Diverses parties intéressées, souligne Bruxelles, « ont estimé que ces mesures constituaient une restriction de la liberté de la presse, car elles auraient affecté l’information judiciaire et le droit des citoyens à l’information », et il existe « des inquiétudes quant aux mesures envisagées par le Costa », avec des journalistes qui « risquent d’être davantage exposés à d’éventuelles poursuites judiciaires pour diffamation en cas de résumés incorrects ou de reformulations d’ordonnances de détention provisoire ».
« L’Italie aime les démocraties antilibérales »
« L’Italie de Giorgia Meloni ressemble de plus en plus aux démocraties antilibérales. C’est ce que nous dit ce rapport. La justice, le gouvernement, la liberté d’information, les plaintes inconsidérées, sont à divers égards des éléments d’un État de droit et lorsque les pouvoirs et les contre-pouvoirs d’une démocratie sont étant remis en question, l’État de droit lui-même est remis en question », déclare à Libremedia.ca Sandro Ruotolo, élu avec le Parti démocrate au Parlement européen, où il siègera à la commission Culture. Pour Ruotolo « il n’y a plus de circonstances atténuantes », et « l’attaque contre l’indépendance du pouvoir judiciaire, les lois bâillonnées et l’occupation de la Rai par le parti de Meloni sont le signe tangible de l’urgence démocratique de notre pays ».

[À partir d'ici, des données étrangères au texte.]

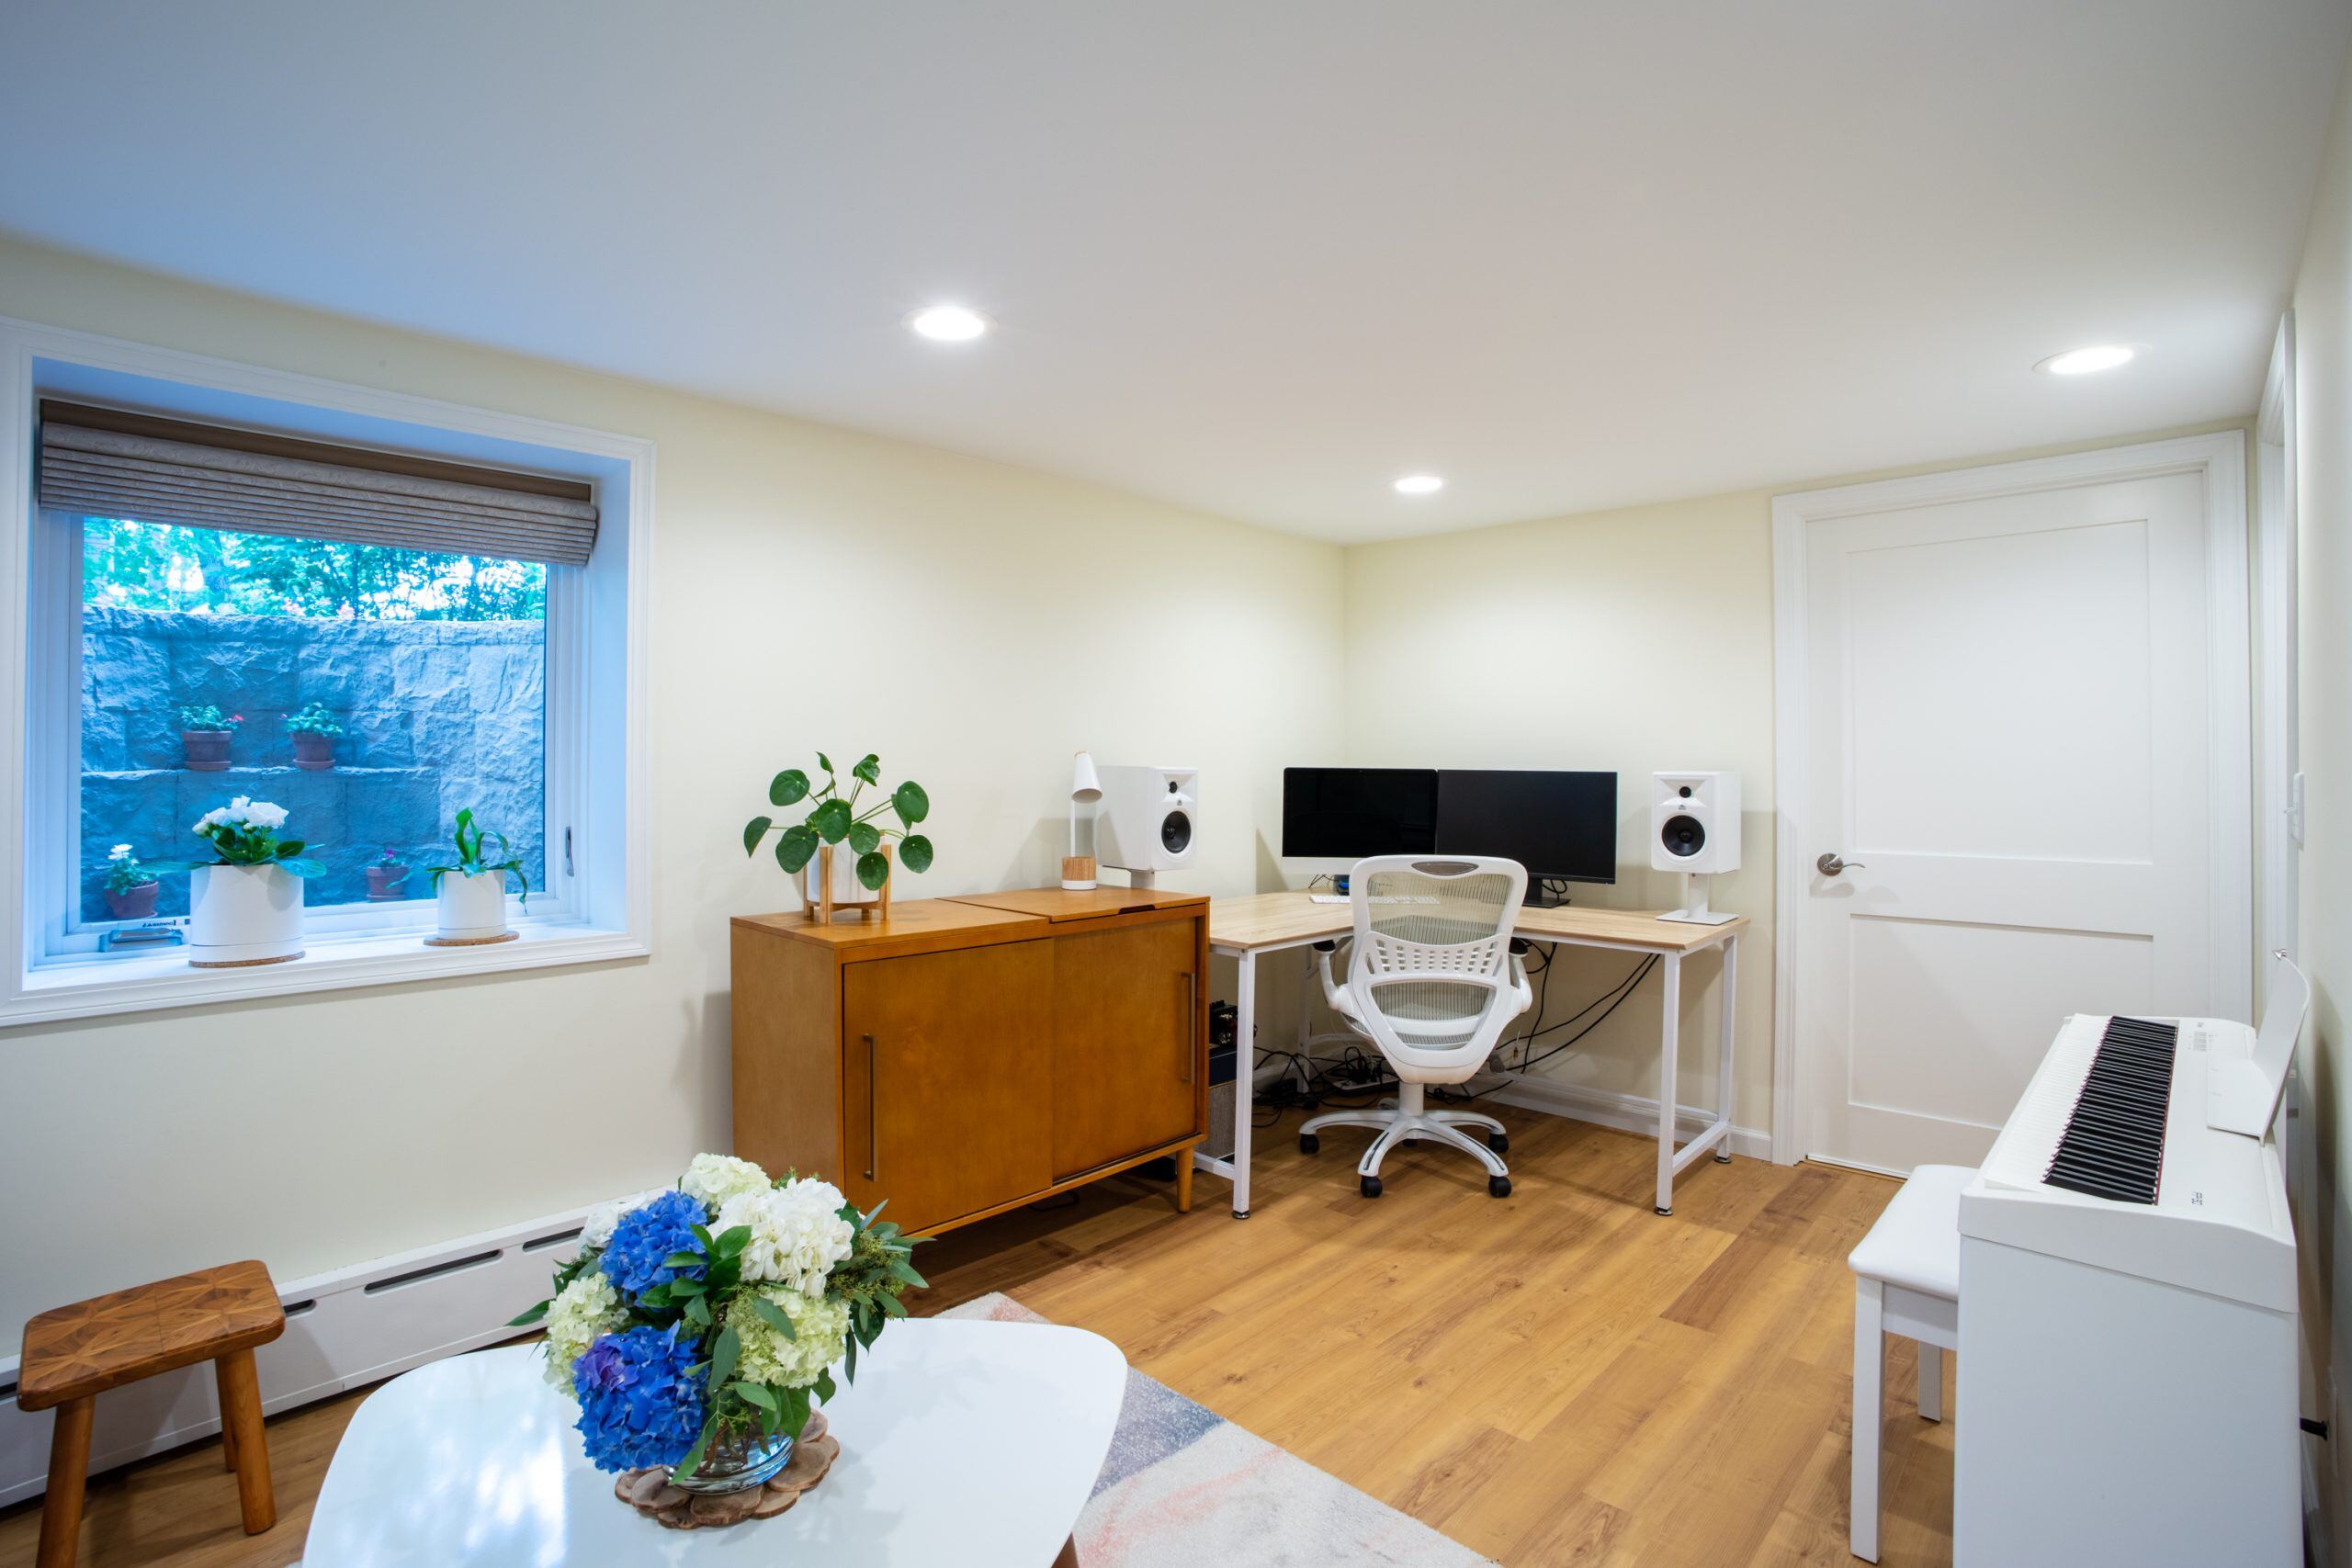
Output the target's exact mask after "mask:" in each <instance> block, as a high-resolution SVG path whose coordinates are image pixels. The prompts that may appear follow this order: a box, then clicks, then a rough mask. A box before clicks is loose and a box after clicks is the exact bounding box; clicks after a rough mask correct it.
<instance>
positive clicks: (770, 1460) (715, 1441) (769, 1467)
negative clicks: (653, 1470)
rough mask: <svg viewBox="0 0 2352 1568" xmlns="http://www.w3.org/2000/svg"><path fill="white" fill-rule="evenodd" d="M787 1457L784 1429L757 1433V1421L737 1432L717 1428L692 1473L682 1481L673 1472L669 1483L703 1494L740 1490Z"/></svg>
mask: <svg viewBox="0 0 2352 1568" xmlns="http://www.w3.org/2000/svg"><path fill="white" fill-rule="evenodd" d="M790 1460H793V1439H788V1436H786V1434H783V1432H779V1434H776V1436H760V1427H757V1425H753V1427H746V1429H743V1432H736V1434H727V1432H720V1434H717V1436H713V1439H710V1446H708V1448H703V1462H701V1465H696V1467H694V1474H691V1476H689V1479H684V1481H680V1479H677V1476H675V1474H673V1476H670V1486H675V1488H677V1490H682V1493H696V1495H703V1497H717V1495H722V1493H741V1490H746V1488H753V1486H760V1483H762V1481H767V1479H769V1476H774V1474H776V1472H779V1469H783V1467H786V1465H788V1462H790Z"/></svg>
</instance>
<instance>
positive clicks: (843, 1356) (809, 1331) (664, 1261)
mask: <svg viewBox="0 0 2352 1568" xmlns="http://www.w3.org/2000/svg"><path fill="white" fill-rule="evenodd" d="M880 1213H882V1206H880V1204H877V1206H875V1211H873V1213H866V1215H861V1213H858V1211H856V1204H849V1201H844V1199H842V1194H840V1190H837V1187H833V1185H830V1182H821V1180H814V1178H795V1175H790V1173H788V1175H786V1178H783V1180H769V1175H767V1171H762V1168H760V1166H755V1164H750V1161H748V1159H734V1157H727V1154H696V1157H694V1164H691V1166H687V1173H684V1178H680V1182H677V1187H668V1190H661V1192H642V1194H637V1197H633V1199H623V1201H619V1204H607V1206H604V1208H602V1211H597V1213H595V1215H593V1218H590V1220H588V1225H586V1227H583V1229H581V1251H579V1255H576V1258H574V1260H572V1262H567V1265H562V1267H560V1269H557V1272H555V1295H553V1298H550V1300H543V1302H539V1305H536V1307H532V1309H529V1312H524V1314H522V1316H517V1319H515V1324H513V1326H515V1328H522V1326H529V1324H539V1321H546V1333H548V1340H546V1349H548V1382H553V1385H555V1387H560V1389H564V1392H567V1394H572V1399H576V1401H579V1408H581V1420H579V1432H581V1436H583V1439H586V1443H588V1458H590V1460H593V1462H595V1467H597V1469H612V1472H628V1469H647V1467H668V1469H670V1486H677V1488H682V1490H689V1493H734V1490H743V1488H748V1486H760V1483H762V1481H767V1479H769V1476H774V1474H776V1472H779V1469H783V1465H786V1462H788V1460H790V1455H793V1439H797V1436H800V1432H802V1427H804V1425H807V1420H809V1408H811V1406H814V1403H821V1401H826V1399H833V1389H835V1385H833V1363H835V1361H840V1363H842V1375H844V1378H851V1380H854V1378H856V1371H858V1349H861V1347H863V1349H873V1342H875V1338H877V1335H880V1333H882V1328H884V1324H889V1319H894V1316H906V1305H901V1300H898V1298H901V1295H903V1293H906V1288H908V1286H922V1284H924V1279H922V1274H917V1272H915V1267H913V1265H910V1262H908V1258H910V1253H913V1248H915V1241H920V1239H922V1237H901V1234H898V1227H896V1225H894V1222H889V1220H882V1218H880Z"/></svg>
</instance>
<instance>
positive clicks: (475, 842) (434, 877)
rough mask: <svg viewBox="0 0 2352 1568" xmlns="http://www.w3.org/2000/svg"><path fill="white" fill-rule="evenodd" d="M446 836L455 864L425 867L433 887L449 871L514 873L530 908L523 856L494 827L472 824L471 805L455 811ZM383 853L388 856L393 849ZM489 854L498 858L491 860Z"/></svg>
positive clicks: (530, 884) (523, 904) (529, 883)
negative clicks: (483, 826)
mask: <svg viewBox="0 0 2352 1568" xmlns="http://www.w3.org/2000/svg"><path fill="white" fill-rule="evenodd" d="M449 837H452V842H454V844H456V865H428V867H426V872H430V882H433V886H435V889H437V886H440V879H442V877H447V875H449V872H456V875H461V877H480V875H482V872H513V875H515V882H520V884H522V907H524V910H529V907H532V879H529V877H524V875H522V856H517V853H515V846H513V844H510V842H508V837H506V835H503V832H499V830H496V827H480V825H475V820H473V806H466V809H463V811H459V813H456V832H454V835H449ZM487 844H496V849H487ZM383 853H386V858H388V856H390V853H393V851H383ZM492 856H499V858H496V860H492Z"/></svg>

Mattarella et la liberté d’information
Concernant la liberté de la presse, Ruotolo a remercié le Président de la République Sergio Mattarella pour ses paroles. « C’est une bonne chose que nous l’ayons », dit-il. Le chef de l’Etat, au cours de la traditionnelle cérémonie du Ventaglio au Quirinale avec les journalistes, a déclaré que « les actes contre l’information sont subversifs », et a rappelé que le nouveau règlement sur la liberté des médias a été récemment approuvé en Europe, qui vise à promouvoir « le pluralisme et l’indépendance de l’information ». médias dans toute l’UE, en protégeant les journalistes et leurs sources contre les ingérences politiques », appelle à « la publicité sur les fonds publics alloués aux médias ou aux plateformes », ainsi qu’à « l’indépendance éditoriale du public des médias ».